A pesar de esto, la práctica social no queda excluida a ciertos territorios. Esta temática atraviesa la península siendo objeto de estudio de cineastas como Fernando Franco o Elena Trapé, entre otros, alcanzando a erigir un cine que mira a la verdad sin pudor. Asimismo, Cataluña está atravesando un inmejorable momento audiovisual imbuido en preocupaciones marcadas por las distintas crisis que franquean nuestro país. Y en esta misma dinámica se encuentra Belén Funes con La hija de un ladrón, con la que enfrenta su primer largometraje. En él realiza una radiografía de la precariedad en España a través de Sara, una joven de 22 años, madre de un bebé, con padre en la cárcel, y que lleva, desde su mayoría de edad, entrando y saliendo de trabajos ocasionales.

Interpretada, con momentos brillantes, como la escena final, por Greta Fernández, la protagonista de La hija de un ladrón es el paradigma de los nuevos roles femeninos cinematográficos del siglo XXI, a los que dio paso Émilie Dequenne con su inolvidable Rosetta (1999). Sara, como Rosetta, está sujeta a un estilismo en el que proliferan los tonos vibrantes, que vienen a confirmar que a pesar de la vulnerabilidad en la que se encuentra, es un personaje que acapara toda la atención, no viéndose a sí misma como una víctima del sistema. Siempre se define como una persona normal. Pero lejos de ser alguien corriente, el espectador la observa como una heroína moderna que no solo busca subsistir, sino construir un proyecto de vida. Su sueño es recuperar la familia que nunca tuvo, por eso está empeñada en conseguir la tutela de su hermano pequeño.

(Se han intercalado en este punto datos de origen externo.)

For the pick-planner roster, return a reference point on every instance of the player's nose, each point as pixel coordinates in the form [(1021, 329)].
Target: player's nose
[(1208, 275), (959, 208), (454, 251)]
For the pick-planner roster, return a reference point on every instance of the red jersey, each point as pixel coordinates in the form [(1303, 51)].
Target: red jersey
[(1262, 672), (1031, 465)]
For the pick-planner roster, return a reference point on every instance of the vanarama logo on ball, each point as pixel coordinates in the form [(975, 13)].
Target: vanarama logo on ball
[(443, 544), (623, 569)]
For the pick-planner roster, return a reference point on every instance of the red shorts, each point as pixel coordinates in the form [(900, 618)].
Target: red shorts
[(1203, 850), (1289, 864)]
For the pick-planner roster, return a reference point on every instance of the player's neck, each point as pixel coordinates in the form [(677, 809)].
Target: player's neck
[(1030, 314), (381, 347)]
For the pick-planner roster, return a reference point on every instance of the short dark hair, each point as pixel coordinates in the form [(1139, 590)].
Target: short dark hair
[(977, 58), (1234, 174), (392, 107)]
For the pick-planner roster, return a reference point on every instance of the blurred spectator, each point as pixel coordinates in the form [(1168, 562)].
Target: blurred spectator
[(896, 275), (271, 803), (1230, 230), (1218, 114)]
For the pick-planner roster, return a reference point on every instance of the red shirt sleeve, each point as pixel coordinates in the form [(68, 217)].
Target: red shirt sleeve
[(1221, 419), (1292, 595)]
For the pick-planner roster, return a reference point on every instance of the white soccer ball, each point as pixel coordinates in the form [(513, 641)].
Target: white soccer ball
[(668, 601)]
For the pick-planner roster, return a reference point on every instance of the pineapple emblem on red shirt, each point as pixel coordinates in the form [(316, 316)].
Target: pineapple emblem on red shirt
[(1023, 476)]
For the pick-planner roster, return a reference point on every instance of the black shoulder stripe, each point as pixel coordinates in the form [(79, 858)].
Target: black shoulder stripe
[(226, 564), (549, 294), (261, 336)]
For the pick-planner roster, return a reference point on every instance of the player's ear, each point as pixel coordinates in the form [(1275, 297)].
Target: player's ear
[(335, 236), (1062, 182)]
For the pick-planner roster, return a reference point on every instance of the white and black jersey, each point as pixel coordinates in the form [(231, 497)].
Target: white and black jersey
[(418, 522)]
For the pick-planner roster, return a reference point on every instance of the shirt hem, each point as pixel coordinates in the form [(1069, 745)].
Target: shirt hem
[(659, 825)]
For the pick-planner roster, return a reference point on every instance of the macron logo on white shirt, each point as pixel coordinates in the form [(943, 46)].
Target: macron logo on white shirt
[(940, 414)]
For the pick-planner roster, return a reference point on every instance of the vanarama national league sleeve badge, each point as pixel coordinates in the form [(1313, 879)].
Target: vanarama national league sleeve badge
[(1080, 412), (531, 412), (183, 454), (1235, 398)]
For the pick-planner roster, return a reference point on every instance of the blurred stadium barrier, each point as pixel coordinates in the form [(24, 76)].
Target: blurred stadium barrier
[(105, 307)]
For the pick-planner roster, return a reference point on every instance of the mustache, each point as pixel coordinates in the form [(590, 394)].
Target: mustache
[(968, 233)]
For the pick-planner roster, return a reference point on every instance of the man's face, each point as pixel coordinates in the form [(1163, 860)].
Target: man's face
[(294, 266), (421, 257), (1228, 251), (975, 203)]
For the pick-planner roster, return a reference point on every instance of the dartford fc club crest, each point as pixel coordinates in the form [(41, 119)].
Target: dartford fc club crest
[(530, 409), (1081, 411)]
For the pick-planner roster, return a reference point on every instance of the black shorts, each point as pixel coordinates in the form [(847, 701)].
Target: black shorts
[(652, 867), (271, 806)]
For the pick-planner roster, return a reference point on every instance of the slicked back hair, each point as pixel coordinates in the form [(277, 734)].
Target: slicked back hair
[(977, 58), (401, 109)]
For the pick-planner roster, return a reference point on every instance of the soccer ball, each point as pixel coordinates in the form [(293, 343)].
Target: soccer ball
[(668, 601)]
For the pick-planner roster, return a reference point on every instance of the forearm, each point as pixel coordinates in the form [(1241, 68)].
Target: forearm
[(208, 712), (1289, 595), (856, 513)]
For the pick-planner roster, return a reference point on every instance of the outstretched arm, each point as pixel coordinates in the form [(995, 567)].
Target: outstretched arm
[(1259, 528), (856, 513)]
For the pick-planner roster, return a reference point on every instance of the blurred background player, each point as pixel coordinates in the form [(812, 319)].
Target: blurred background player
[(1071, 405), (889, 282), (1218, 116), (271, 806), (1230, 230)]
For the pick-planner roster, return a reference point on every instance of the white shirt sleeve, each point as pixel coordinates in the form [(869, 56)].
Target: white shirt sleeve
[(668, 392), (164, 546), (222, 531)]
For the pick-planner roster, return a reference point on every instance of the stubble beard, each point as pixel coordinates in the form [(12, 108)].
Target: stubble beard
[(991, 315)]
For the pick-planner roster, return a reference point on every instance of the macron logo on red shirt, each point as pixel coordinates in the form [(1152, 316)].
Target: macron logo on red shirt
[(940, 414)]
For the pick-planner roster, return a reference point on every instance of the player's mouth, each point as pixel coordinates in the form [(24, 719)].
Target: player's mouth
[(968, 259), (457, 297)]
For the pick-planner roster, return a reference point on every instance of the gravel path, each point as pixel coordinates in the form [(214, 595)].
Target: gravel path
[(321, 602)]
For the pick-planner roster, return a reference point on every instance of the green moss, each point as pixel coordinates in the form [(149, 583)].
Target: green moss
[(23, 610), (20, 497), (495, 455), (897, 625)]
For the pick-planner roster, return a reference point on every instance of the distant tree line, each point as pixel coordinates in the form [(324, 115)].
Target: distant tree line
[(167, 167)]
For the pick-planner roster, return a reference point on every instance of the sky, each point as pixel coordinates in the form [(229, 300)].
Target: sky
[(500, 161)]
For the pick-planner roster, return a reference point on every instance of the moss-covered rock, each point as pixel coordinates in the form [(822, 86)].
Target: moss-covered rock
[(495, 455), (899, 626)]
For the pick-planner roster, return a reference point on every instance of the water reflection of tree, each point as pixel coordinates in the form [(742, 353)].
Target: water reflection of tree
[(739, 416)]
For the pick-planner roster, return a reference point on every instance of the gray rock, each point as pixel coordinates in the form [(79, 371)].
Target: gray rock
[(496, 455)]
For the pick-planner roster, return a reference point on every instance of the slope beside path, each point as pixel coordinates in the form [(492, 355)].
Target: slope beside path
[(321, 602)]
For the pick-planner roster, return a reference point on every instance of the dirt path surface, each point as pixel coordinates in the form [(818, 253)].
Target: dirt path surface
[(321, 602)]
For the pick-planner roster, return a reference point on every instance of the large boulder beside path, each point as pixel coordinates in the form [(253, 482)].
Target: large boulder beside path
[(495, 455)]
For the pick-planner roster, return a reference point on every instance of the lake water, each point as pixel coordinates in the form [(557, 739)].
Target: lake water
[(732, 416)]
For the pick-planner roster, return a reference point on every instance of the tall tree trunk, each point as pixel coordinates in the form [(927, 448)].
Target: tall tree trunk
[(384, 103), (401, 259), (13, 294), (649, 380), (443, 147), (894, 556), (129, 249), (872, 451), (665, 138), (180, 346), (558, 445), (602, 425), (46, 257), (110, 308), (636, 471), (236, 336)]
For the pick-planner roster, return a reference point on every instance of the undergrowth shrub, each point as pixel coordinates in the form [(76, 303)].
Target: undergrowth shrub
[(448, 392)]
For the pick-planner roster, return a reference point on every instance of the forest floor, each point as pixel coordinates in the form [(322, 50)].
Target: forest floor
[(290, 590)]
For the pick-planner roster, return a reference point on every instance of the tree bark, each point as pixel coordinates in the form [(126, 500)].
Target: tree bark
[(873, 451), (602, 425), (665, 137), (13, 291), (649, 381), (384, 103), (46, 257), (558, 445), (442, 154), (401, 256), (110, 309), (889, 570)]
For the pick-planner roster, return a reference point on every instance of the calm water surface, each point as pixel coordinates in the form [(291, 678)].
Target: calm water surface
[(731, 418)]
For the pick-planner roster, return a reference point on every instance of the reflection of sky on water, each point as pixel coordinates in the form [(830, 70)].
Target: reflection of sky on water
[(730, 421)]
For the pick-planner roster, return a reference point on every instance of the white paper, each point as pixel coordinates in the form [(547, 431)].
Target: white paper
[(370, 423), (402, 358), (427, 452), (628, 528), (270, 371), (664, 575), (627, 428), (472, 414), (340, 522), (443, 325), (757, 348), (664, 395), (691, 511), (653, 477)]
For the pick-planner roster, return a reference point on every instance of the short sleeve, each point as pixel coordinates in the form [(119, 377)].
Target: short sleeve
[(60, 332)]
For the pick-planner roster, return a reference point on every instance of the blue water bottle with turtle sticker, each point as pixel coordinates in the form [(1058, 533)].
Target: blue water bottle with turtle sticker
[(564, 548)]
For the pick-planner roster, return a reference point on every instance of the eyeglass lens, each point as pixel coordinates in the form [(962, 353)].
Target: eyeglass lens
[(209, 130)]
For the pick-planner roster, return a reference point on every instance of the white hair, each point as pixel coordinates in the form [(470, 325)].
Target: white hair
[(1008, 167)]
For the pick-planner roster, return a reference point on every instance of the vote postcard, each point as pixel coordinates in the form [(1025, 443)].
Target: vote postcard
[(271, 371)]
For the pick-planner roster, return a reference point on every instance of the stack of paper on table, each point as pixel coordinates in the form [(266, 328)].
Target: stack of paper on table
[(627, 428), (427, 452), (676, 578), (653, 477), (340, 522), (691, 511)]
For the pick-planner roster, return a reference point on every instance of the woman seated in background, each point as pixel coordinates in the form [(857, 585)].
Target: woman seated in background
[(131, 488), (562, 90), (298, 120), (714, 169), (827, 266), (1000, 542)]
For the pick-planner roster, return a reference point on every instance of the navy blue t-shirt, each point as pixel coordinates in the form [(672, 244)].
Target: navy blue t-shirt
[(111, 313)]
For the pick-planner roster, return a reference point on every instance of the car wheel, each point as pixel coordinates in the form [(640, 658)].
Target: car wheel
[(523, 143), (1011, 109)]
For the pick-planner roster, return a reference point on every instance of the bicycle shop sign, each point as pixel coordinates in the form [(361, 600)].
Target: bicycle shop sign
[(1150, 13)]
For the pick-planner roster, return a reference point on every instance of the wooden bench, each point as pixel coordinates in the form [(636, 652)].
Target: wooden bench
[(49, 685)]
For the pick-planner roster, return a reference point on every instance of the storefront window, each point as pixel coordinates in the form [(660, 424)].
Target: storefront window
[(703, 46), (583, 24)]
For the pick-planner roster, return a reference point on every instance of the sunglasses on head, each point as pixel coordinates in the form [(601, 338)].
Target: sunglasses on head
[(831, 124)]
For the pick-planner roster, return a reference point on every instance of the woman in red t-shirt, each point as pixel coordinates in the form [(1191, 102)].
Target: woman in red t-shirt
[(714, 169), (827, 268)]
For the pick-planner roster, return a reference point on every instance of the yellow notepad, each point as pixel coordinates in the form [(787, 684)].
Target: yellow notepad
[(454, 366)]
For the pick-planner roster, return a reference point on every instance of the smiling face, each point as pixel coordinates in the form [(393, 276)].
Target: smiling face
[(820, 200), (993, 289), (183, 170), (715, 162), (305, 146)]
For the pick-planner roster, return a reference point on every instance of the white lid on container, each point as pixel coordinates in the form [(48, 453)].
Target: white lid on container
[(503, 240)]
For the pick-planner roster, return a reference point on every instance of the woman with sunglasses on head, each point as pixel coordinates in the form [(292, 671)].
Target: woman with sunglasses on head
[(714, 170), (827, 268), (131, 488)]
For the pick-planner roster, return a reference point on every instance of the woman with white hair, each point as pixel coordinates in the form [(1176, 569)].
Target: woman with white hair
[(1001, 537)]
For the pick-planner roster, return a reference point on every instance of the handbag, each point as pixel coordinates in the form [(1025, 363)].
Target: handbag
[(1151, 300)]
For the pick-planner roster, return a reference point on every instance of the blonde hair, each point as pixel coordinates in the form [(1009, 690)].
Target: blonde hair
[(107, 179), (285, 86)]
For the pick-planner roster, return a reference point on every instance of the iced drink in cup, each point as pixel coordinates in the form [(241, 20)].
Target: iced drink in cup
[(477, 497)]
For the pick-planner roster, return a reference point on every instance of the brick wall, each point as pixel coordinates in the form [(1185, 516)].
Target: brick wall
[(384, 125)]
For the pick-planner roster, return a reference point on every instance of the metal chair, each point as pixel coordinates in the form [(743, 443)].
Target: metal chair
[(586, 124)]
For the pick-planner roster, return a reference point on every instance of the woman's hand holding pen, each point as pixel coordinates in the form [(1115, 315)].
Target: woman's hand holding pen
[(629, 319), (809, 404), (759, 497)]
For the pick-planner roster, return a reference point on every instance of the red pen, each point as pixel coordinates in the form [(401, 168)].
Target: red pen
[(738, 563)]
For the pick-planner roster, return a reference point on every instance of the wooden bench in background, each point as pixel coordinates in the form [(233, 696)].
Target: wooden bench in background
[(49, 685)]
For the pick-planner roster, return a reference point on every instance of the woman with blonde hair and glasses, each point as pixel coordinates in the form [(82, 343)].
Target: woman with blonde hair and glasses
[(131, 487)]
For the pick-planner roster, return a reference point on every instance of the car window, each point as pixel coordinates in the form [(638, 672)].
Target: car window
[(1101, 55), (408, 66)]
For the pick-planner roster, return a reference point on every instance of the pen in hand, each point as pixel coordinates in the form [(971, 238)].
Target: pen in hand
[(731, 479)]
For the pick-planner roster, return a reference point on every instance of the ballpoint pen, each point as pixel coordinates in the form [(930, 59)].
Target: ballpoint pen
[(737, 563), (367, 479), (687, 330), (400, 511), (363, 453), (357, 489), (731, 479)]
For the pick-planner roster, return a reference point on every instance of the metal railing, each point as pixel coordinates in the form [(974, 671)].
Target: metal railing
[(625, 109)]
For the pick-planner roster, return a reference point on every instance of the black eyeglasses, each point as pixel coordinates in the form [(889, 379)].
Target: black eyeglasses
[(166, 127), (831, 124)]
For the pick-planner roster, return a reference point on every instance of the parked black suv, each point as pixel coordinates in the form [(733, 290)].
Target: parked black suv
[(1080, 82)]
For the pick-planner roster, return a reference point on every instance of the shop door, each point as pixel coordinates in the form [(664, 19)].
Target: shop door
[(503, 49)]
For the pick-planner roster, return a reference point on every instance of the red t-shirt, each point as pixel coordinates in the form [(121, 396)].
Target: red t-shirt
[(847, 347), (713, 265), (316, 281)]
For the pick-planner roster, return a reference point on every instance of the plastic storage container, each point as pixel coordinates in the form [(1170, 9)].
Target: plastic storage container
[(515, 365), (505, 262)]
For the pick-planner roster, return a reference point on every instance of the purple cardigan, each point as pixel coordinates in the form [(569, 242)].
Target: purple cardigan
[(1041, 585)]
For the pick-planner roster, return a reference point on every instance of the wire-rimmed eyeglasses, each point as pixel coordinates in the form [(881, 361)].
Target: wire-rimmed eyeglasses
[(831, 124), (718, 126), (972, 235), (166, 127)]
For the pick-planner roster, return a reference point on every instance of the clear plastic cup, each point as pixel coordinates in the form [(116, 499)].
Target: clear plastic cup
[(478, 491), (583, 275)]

Con La hija de un ladrón constatamos además la existencia de una cinematografía que busca sin cesar lo auténtico. Así lo apreciábamos en Los días que vendrán de Carlos Marques-Marcet y así lo verificamos aquí con la elección de Eduard Fernández e hija para los papeles principales. Estamos ante un cine que no busca únicamente el acontecimiento, sino que se sujeta a las leyes de una cotidianidad que deja paso a una narrativa sosegada, con pocos sobresaltos, con la idea de encontrar más allá de la verdad, una verdad por esclarecer que se manifiesta en la sala de montaje. Claramente, esta revelación nos lleva a pensar en la soledad, por encima de la familia, como eje temático.